Apart from the 18-point loss to Brisbane, North lost some public face at Docklands yesterday. In a bid to save money, the third tier was closed off to the public. It turned into a bit of a fiasco after North had the unusual problem of too many fans turning up, with late arrivals finding themselves shunted around the ground until deep into the first quarter. The humiliating fodder proved too irresistible for Caroline Wilson, writing a disjointed article highlighting North’s supposed woes in today’s Sunday Age.
The truth is, North have been forced into a no-win situation. Arocca and Brayshaw have stuck by their pledge to return North to its Melbourne roots, playing all 11 home games in Melbourne. But a crippling stadium deal continues to rape the club’s profits. So it makes sense to try to minimise match day losses.
Yesterday they took a calculated risk which backfired. Had stadium staff inacted the contigency plan effectively no-one would have cared. Instead, North are in the bad books, not just for giving their fans the runaround, but for sins of past administrations selling home games interstate for short-term gain. On a day when St Kilda and the Dogs did exactly this, I think it’s a bit rich.
In an exclusive to Roo Beauty, Eugene Arocca discussed this very issue earlier in the week. Arocca pointed out that, “even with the Stadium deal being the way it is I think it’s not good business to sell games interstate because of the impact on your members”. He believes North members have become accustomed to going to as few as five games a year because North played interstate so often.

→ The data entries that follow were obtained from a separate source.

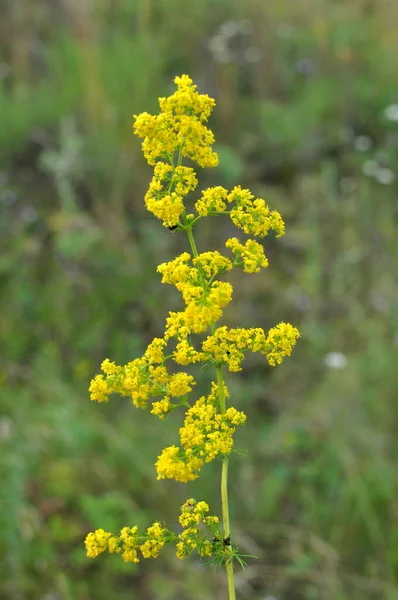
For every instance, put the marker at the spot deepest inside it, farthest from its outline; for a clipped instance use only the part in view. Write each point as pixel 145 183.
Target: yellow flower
pixel 251 255
pixel 180 384
pixel 212 200
pixel 130 542
pixel 212 264
pixel 155 541
pixel 185 354
pixel 280 342
pixel 179 126
pixel 161 408
pixel 254 217
pixel 172 464
pixel 97 542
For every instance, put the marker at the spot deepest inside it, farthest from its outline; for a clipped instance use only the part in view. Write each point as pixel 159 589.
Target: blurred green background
pixel 307 117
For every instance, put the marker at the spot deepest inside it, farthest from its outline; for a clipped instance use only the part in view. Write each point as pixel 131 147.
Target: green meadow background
pixel 307 117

Interviewed extensively by Rev. Shinboner (more on this soon), Arocca said, “We need to change that mindset and get them (supporters) back into being passionate about coming to the game … and I think that if you start selling your home games you start turning people away from Melbourne matches. I reckon we need to give ourselves a decent crack at eleven home games in Melbourne despite the pain, (and) in the long run it may bear fruit. And any selling games as has been seen by North Melbourne is pretty short-sighted, and on one view is a step towards relocation. So it is not part of our business planning to sell games interstate.”
As Arocca has been saying all along, it all gets back to the stadium deal. A good (or even average) deal and North are profitable. In the meantime, Arocca believes “the AFL needs to keep supporting us whilst we play at this stadium where we’re paying it off.” Seems fair enough to me.
So while the Dogs and Saints made around $400k each selling out their home-town fans, North lose money on a Melbourne game which attracts a bigger crowd than the other two combined. So how does North’s ‘mismanagement’ become the story of the day?